Just as she is the third generation of her family to run the business, Shelby said that some of the store’s customers are the third generation of their family to regularly shop at the store.
“Their parents and grandparents brought them here. They remember. It has been very rewarding,” Shelby said.
Linda Shelby said that when her grandfather started the store in 1942, she doesn’t think he ever envisioned it would still be open 75 years later.
“He had run several stores out in the county. Then he would buy another one and do that. I am sure he just thought he would do that again,” she said. “In fact, he didn’t stay in it the whole time.”
Store’s roots
The store actually traces it roots back to the late 1800’s.
In 1890, the store was founded as Perkins Brothers, which was owned by John Wesley Perkins and Pleasant Wade (P.W.) Perkins.
In 1942, Shelby’s grandfather, Joe Faulkner, and his brother, Harold Faulkner, bought the store from the Perkins Brothers and changed the name to Faulkner Brothers.
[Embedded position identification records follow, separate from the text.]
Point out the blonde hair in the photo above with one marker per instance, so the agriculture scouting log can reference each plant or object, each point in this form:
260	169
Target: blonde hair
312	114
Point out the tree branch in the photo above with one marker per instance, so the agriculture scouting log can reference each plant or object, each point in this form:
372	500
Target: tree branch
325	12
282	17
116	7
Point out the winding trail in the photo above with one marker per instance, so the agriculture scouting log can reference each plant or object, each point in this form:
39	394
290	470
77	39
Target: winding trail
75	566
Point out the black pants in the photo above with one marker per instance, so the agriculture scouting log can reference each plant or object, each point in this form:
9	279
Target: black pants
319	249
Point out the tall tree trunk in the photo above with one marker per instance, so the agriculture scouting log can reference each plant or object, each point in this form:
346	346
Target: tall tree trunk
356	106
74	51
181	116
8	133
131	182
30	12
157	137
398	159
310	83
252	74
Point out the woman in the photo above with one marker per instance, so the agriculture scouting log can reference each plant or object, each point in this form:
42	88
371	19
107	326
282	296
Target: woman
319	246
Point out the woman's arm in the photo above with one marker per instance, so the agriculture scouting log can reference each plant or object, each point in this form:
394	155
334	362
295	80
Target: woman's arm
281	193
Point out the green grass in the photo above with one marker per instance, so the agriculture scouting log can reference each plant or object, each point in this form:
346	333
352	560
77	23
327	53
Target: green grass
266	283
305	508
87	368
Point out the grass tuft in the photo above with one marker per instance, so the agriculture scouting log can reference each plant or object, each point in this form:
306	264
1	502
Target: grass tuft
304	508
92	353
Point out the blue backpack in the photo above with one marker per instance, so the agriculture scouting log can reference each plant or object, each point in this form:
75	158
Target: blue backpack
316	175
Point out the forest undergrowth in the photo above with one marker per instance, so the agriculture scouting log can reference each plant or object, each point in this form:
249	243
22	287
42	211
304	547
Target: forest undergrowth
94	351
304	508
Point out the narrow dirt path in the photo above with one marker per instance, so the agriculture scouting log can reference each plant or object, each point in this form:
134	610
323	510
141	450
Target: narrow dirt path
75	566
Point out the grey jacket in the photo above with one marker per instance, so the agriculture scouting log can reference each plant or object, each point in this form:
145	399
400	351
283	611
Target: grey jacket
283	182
In 1948, Walter Taylor and Raymond Faulkner bought the store from Harold and Joe Faulkner.
It wasn’t long until Shelby’s uncle, Vernon Faulkner, returned from the service and bought an interest in the store.
Joe Faulkner, her grandfather, also bought back his share of the store.
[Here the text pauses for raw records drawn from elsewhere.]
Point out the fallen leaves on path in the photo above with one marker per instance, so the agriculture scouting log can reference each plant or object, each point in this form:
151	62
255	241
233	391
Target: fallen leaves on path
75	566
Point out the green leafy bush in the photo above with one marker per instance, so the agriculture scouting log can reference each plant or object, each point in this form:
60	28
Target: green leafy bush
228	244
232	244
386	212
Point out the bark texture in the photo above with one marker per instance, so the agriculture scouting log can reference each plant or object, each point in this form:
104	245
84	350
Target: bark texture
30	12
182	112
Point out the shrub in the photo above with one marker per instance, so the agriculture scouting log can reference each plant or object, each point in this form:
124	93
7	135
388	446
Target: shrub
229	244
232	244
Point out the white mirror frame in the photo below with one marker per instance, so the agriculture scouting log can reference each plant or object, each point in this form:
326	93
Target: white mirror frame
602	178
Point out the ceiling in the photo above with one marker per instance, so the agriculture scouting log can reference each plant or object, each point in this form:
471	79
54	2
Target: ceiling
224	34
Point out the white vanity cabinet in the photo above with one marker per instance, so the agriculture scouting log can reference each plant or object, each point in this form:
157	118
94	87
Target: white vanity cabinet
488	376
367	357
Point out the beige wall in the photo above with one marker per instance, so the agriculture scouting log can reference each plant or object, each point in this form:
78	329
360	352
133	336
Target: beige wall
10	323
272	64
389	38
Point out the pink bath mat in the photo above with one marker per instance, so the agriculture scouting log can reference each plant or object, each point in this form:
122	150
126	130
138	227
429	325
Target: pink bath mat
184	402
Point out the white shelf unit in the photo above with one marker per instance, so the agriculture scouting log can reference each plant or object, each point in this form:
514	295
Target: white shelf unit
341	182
Shelby said that Joe Faulkner and three of his sons then ran the store for several years.
Linda Shelby’s father, Harold Faulkner, and her uncle, Vernon Faulkner, bought out Joe and Clyde Faulkner’s interest in the store in 1967.
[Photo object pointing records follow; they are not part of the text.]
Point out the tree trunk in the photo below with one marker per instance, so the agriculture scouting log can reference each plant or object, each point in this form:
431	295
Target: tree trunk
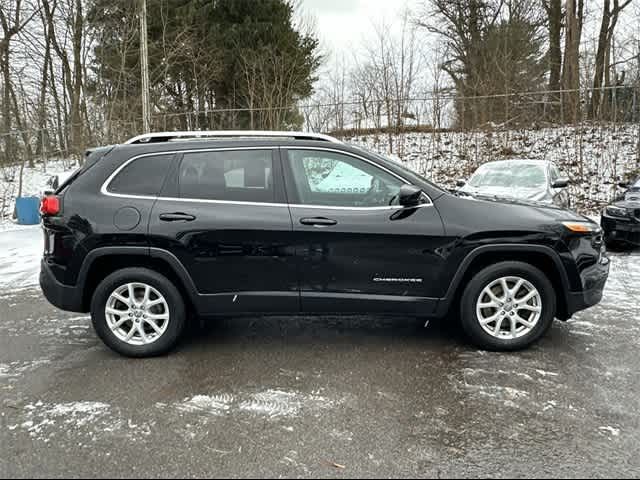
555	50
571	64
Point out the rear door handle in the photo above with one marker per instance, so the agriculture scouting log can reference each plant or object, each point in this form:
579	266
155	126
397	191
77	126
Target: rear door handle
177	217
318	221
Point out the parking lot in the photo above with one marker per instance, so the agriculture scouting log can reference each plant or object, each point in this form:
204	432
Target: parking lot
329	397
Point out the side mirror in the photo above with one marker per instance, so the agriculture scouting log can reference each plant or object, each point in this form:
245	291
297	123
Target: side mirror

Linda and Bryan were living in Atlanta when they decided to move back to Williamsburg in 1974 and take over a portion of the business.
“We decided that we really didn’t want to raise a family in Atlanta,” she said. “There was an opening here. Uncle Vernon had come to Atlanta to visit and he said, ‘Why don’t you all just come back and go to the store?’ We did and it has been good. My dad was a partner in the store then too.”
In 1994, Linda and Bryan bought Vernon Faulkner’s remaining interest in the store and have run it since then.
Linda said that her daughter and son-in-law, who is a minister, have no interest into getting into the business.
“My nieces and nephews all have different career plans. The sad part is I wish there was somebody else we could leave it to, but there isn’t. They are all going different directions,” she added.
Linda Shelby said she appreciates all the people that have kept the store in business all these years.
“It isn’t any one thing that any one generation has done. It is a cumulative effort and a cumulative patronage that has kept us working way beyond the years of what it should have done,” she added. “This sort of business, you don’t see many more left. We really and truly appreciate all the customers and people, who have kept us here.”
Will be missed
Williamsburg Mayor Roddy Harrison said that he was saddened to hear the news that Faulkner & Taylor was closing.
“It is a business that has been on Main Street for 75 years,” Harrison said. “It is kind of like Merry’s Flowers. It is just something that was always downtown and you always knew it. While I am saddened, I understand that things change. How many businesses go past 75 years?”
Harrison said that while he is saddened to hear about the store closing, he is happy for Bryan and Linda to “go do what they want to do while they have a lot of life left. I am going to miss them tremendously. It is going to leave a void in Williamsburg.”
Leaving a void
Harrison said that the city has to pick up and move on after the store closes.
“I have already started making phone calls trying to get people in their building,” he added.
Linda Shelby said that the building is owned by several people and they are open to either selling it or leasing it.
Harrison said that one thing the town will have to overcome with the closure of Faulkner & Taylor, and Merry’s Flower Shop, which was in business for 40 years, is that from the outside it looks like something is wrong with the town.
“There is nothing wrong. It is just a choice that was made for the betterment of the folks running the business,” Harrison said. “I don’t think any of this is a black eye for the city as so much as a life choice.”